In a brief opening prologue, we’re told that four people went out into the Mojave Desert and never returned. Instead, three memory cards were recovered from their campsite, and this film is the footage that was on them. Our central character & cameraman (also the writer/director/producer) is Robbie (Robbie Banfitch), who has recruited his brother Scott and his friend Angela to help make a music video for another friend and aspiring musician Michelle. We get some footage before the trip begins, introducing us to each character and setting up their relationships with Robbie. After a couple days of camping out in the desert, the quartet notices strange noises at night, including distant animals howling and a reverberating boom reminiscent of thunder but even louder. The following night, Robbie wanders off from the campsite and encounters a naked man holding an ax in the darkness who charges and wounds the cameraman. From there, reality seems to fall apart, and all manner of horrors occur.

The concept of found footage is okay, though the best found footage horror I have encountered has ironically been in the form of the written word. House of Leaves by Mark. Z. Danielewski and the short story “October Film Haunt: Under the House” by Michael Wehunt. Because they are prose, it allows the final image to be determined by the reader. Thus, you aren’t limited in the scope and scale of how you interpret the events. In The Outwaters, there are effective first-act hints of the horrors to come that is ultimately undercut by the strictures of the camera. Events are experienced solely through this singular eye, allowing a lower budget to be worked around. However, it also causes the intensity of the horror to be diminished. The spectacle can only be what Robbie points his camera at rather than a traditional third-person narrative which allows for more freedom and creativity. 

The build-up does a lot of things right. It’s slow, focused on a sense of dread. We have moments that are simply strange but are given context later. The characters try to rationalize the strangeness because that’s just what humans do. The acting is where it needs to be, not spectacular but naturalistic. That’s another wrinkle with the found footage genre: do you seek out incredible performers or unknown actors? If the goal is “realism,” then I suppose unknowns are better because they help suspend disbelief. However, the found footage genre tropes always pull me out of this, and I’m left sitting through a very unsatisfying final act of jerky camera movements that obscure the horror and end up being more confusing than terrifying. 

The ideas that The Outwaters lays out in that opening act fail to come to fruition, and the rest of the film spends its time simply being redundant, showing us something we’ve seen before and not really adding much to it. If there is anything that feels fresh, it shows up and is gone with little time for the audience to understand it. Elements of time travel and multiple dimensions are played with but never go anywhere. A brief glimpse of a sign warning that this was the site of some nebulous government tests. Do we get any information on those? Nope. You can infer what is happening here, but everything is so vague it could be anything.

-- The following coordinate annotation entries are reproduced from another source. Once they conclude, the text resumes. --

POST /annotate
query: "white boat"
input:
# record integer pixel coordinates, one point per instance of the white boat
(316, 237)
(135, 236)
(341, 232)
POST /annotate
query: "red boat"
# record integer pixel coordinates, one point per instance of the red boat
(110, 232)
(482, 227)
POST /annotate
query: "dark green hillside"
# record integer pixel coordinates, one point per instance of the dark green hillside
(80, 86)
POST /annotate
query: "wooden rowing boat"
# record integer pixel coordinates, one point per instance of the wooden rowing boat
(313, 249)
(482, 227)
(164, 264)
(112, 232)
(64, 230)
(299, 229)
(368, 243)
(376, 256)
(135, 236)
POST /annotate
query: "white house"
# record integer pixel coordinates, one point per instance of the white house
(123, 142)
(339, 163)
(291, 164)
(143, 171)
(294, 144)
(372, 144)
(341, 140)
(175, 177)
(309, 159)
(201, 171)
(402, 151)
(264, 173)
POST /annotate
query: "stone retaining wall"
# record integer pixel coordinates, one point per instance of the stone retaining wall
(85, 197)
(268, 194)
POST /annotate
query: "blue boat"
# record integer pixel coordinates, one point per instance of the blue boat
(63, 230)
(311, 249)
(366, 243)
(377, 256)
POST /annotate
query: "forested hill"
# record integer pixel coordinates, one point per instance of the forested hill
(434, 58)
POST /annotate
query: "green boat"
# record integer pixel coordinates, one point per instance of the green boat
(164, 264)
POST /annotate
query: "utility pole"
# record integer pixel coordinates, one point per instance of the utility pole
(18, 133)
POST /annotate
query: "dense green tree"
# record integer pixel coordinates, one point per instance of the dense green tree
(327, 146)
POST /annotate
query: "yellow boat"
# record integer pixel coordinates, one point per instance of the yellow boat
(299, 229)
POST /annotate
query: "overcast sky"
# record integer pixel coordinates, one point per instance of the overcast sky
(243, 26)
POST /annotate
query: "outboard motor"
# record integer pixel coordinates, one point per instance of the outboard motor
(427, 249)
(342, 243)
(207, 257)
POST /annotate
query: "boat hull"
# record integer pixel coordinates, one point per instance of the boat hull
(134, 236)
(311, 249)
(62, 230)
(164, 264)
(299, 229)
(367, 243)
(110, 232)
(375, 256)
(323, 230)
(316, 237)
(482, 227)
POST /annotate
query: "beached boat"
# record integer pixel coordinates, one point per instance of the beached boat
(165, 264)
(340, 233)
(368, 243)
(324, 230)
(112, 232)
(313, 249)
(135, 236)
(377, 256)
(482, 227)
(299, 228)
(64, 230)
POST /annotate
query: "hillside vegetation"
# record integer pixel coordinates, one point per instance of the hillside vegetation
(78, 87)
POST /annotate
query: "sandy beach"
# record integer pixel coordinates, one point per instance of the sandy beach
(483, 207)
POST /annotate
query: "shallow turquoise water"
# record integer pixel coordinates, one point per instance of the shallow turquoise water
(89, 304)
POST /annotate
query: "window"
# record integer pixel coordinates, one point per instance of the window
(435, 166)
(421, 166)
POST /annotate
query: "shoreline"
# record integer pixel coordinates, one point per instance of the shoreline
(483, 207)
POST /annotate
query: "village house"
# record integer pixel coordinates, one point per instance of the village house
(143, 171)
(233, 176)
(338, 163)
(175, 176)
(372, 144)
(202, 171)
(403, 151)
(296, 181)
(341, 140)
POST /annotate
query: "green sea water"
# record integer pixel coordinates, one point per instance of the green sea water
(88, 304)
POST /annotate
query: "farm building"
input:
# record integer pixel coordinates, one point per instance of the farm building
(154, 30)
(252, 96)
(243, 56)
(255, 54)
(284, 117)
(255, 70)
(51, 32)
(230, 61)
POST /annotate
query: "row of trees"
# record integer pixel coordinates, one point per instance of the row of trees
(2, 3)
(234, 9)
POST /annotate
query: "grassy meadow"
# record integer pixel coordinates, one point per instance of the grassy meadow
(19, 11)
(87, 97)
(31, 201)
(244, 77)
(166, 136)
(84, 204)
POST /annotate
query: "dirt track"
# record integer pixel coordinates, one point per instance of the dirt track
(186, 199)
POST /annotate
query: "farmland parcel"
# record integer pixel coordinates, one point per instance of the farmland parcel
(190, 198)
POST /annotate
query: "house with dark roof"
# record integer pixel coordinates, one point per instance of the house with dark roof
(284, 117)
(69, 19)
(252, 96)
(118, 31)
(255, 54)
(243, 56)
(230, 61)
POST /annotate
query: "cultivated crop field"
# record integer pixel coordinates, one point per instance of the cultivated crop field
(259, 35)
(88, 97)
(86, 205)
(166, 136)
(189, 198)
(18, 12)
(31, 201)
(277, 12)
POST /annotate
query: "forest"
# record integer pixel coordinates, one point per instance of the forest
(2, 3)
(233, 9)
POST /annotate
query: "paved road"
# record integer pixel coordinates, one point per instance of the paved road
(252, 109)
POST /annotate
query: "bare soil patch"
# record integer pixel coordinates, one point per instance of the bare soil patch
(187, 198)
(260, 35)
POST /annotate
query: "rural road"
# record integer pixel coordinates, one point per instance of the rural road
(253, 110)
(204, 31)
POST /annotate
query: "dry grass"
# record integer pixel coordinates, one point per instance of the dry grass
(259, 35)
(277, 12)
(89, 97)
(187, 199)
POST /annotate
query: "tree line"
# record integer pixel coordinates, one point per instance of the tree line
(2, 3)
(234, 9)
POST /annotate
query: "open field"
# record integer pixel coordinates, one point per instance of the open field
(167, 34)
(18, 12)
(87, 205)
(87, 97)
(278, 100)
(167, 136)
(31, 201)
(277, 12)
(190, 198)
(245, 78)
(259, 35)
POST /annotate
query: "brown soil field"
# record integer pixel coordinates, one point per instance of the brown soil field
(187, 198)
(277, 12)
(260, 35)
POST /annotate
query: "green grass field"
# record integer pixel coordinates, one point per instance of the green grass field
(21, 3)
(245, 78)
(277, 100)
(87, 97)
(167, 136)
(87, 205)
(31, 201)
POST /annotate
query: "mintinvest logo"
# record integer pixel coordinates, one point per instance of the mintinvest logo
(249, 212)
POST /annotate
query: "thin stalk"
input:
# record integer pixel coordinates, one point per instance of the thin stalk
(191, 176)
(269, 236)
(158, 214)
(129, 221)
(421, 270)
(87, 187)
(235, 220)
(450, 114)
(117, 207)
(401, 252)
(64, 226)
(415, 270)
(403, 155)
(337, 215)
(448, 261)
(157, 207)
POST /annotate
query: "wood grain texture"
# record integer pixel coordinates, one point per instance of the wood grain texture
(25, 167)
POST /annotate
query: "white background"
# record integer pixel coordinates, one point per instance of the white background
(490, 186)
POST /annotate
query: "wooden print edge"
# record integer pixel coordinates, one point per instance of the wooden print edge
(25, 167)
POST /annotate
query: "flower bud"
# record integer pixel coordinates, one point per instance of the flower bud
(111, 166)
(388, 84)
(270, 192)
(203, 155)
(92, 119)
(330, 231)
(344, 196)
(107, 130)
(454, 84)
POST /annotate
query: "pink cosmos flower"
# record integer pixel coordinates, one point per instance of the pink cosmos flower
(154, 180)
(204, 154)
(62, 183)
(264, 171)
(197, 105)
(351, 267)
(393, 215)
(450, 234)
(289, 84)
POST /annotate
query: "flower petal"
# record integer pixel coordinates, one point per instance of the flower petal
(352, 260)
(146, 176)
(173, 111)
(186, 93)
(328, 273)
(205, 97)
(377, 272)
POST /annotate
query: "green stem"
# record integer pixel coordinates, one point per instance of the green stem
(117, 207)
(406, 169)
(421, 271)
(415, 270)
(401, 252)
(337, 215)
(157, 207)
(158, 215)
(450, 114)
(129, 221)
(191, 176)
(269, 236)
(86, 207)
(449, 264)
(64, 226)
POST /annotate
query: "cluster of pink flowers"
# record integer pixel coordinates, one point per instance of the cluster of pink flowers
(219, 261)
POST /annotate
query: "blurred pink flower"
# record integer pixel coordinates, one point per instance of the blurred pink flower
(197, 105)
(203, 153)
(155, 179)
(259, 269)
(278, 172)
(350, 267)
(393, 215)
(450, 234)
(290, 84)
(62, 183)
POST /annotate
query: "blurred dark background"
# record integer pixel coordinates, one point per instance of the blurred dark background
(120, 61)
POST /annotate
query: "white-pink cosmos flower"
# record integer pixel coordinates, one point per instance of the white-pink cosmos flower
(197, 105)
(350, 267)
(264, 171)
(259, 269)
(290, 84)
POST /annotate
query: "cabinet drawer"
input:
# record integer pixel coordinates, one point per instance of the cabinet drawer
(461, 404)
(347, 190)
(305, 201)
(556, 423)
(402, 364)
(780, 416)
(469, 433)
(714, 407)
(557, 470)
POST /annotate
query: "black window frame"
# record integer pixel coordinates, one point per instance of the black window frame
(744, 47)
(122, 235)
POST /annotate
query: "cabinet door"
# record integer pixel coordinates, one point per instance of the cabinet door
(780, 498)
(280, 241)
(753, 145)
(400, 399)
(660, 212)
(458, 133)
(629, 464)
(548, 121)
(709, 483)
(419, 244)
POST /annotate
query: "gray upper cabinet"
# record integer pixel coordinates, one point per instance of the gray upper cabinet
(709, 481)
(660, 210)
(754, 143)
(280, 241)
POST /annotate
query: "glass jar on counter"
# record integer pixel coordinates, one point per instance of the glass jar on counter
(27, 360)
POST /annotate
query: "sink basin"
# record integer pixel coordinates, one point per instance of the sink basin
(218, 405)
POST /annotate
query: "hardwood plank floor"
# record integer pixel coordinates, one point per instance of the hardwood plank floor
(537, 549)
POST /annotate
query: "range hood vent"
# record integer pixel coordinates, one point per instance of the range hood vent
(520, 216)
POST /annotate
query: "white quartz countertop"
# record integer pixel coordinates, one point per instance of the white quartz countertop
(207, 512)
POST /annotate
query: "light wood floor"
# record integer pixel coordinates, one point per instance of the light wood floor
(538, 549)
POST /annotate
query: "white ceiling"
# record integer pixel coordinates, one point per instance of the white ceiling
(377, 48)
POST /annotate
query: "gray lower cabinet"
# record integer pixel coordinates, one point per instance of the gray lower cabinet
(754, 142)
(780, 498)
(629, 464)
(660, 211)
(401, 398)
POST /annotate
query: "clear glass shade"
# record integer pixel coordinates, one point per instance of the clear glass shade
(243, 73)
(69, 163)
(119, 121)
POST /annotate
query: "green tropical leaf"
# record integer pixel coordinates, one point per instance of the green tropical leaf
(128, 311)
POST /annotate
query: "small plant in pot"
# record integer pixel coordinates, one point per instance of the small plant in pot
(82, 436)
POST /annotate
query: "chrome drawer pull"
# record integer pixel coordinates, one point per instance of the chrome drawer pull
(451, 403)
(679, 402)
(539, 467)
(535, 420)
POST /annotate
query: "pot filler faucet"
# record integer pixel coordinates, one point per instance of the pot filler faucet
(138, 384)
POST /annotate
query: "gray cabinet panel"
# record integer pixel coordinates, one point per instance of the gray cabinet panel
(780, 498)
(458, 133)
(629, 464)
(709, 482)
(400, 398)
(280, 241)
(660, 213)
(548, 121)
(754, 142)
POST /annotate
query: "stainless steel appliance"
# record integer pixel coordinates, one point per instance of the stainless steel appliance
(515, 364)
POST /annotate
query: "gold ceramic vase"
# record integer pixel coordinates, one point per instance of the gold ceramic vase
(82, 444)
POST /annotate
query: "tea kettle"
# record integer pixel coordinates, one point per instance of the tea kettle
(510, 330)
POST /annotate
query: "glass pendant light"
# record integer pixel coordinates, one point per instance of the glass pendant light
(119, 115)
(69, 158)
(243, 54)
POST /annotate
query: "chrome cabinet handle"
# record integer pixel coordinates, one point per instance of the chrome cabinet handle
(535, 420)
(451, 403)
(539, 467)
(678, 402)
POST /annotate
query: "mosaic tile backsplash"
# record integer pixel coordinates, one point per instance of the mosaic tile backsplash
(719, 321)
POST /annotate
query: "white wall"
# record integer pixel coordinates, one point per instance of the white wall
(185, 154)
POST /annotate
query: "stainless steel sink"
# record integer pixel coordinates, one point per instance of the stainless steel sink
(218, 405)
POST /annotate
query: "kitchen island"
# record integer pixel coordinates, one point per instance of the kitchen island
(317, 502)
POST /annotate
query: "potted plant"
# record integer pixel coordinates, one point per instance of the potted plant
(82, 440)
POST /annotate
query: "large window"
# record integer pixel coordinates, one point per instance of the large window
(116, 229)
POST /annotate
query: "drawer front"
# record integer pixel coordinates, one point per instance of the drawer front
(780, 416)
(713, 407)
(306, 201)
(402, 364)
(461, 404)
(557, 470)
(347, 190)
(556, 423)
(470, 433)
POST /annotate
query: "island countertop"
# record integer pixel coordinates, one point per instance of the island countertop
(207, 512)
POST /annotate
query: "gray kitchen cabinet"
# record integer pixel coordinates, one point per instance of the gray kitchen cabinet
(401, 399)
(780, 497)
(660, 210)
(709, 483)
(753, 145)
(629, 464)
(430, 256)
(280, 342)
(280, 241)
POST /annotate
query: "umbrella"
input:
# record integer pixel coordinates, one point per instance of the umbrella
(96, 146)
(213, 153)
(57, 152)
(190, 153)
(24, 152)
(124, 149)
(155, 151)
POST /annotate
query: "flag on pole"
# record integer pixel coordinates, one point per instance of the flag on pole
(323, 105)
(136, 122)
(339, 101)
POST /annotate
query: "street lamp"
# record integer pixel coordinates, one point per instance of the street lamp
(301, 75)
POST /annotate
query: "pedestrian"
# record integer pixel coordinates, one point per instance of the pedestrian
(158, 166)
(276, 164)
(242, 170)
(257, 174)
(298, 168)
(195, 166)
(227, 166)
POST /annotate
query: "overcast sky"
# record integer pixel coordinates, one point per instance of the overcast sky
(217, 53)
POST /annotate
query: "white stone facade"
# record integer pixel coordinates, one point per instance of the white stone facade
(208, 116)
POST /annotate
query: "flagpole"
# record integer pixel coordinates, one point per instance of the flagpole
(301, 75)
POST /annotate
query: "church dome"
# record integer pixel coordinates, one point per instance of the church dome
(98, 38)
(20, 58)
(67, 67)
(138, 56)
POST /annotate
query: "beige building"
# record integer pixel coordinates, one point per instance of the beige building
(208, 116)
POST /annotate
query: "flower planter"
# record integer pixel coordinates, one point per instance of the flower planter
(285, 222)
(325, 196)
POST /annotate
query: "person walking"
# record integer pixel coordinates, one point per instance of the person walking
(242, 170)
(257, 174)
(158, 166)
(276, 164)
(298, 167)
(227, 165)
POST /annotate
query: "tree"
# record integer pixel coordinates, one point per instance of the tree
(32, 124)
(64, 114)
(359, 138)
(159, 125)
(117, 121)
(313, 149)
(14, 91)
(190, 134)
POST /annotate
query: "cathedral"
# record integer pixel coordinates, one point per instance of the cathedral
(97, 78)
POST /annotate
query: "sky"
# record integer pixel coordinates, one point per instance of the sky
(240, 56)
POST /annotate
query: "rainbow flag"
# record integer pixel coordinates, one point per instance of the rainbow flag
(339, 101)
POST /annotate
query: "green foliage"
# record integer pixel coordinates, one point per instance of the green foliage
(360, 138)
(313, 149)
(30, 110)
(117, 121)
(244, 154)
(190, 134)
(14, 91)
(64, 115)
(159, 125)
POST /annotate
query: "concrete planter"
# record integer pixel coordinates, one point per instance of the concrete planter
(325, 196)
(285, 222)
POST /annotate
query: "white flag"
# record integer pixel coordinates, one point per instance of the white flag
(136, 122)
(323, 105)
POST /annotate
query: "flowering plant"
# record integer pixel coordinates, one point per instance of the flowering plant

Found footage is all a balancing act of monotony and the horrific, and more often than not, it fails in the second regard. The Outwaters is no exception, becoming a slog to get through and ending on an unsatisfying note. Yes, it’s very bleak and spooky. However, I can’t help but think of The Color Out of Space, which captured the same Lovecraftian horror and wasn’t hindered by the found footage camera trope. That film conveyed the massive terror such monstrosities can evoke because it lacked that constraint. Unfortunately, the monsters so briefly glimpsed in The Outwaters pale to what we saw in that low-budget flick. Even worse, this movie only spends a little bit of time developing its characters outside the opening 15 minutes or so. If you’re terribly curious, then The Outwaters is an okay watch, but it did not click at all for me. Pretty disappointing.